That is not to say that "Hail, Caesar!" is a disaster. Many of these scenes are entertaining or even awe-inspiring on their own, but it's simply in putting them all together that the film becomes exhausting and starts to come apart at the seams.
The other main aspect of the movie that is hard to define is its attitude towards faith and religion. Several times in the movie – including the movie's funniest scene, a battle royale of wits between a Catholic priest, a Jewish rabbi, a Protestant minister and a Greek Orthodox priest over how accurate the script of "Hail, Caesar!" is in describing the life of Christ – the script seems to be having good-natured fun with these topics and the divisions that have formed among mankind over the concept of a Messiah.
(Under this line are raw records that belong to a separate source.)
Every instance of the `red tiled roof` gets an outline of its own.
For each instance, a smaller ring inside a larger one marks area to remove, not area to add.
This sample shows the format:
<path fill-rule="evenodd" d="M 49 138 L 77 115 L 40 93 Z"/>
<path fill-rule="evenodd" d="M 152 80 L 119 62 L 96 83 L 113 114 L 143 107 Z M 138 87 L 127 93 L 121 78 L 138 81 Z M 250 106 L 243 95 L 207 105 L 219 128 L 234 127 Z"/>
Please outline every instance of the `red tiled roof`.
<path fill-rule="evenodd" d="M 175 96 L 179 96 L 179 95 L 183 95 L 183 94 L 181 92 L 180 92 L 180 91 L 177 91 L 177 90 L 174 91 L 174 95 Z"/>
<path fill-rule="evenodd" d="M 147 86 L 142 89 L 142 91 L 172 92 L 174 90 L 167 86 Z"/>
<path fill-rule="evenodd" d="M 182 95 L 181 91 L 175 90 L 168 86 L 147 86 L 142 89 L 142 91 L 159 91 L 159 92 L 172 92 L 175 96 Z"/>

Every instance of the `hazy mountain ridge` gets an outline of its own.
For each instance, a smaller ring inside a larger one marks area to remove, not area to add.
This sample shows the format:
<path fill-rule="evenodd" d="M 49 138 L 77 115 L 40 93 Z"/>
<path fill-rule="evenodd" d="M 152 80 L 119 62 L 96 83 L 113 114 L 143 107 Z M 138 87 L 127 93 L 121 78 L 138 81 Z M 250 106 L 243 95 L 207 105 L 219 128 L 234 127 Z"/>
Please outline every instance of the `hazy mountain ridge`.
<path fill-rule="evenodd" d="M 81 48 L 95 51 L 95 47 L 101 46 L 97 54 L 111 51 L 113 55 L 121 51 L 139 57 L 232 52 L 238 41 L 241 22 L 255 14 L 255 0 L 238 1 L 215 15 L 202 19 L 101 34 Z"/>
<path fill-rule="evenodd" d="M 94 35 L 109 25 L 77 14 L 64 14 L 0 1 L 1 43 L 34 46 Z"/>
The movie is also clearly having a laugh at the overheated acting style found in many old-time Biblical epics, with Clooney delivering a climactic speech about the powerful impact of Christ in almost ridiculously over-the-top fashion. Most questionable of all is a throwaway gag in which the actor portraying Christ on the cross isn't seen except for his feet, while a crew member takes his lunch order and they quibble over whether he qualifies for a hot or cold lunch while the actor is clearly implied to be hanging on the cross.
But then, just as it appears to be crossing into sacrilege, the Coens pull the curtain back on Mannix's life and reveal a man who is overly concerned with the state of his soul but is also undoubtedly sincere and treated with respect for it by the filmmakers. He may go to Confession so often that his priest begs him to give it a rest, but in moments of struggle, he also quietly prays the Rosary or walks across the studio lot in the dead of night to find answers and solace from God at the foot of the three crosses standing together on the set.
Basically, if you can have a few laughs at the expense of some of the most complex aspects of our Catholic faith, "Hail, Caesar!" may prove to be a surprisingly touching meditation under all the surface flash. But if you can't stand any form of religious humor, steer clear. I think personally that the Coens' portrayal of Mannix is a highly positive one and the movie stays on the right side of the line of taste.
Ultimately, Mannix's struggle over whether to continue working in the movies or find a more traditional career seems to be a metaphor for a struggle that the Coens themselves may have gone through. The fact that they have found a way to bring deep personal resonance to a movie that is also occasionally mess in its eagerness to please makes it somewhat more endearing, even if it's not always satisfying.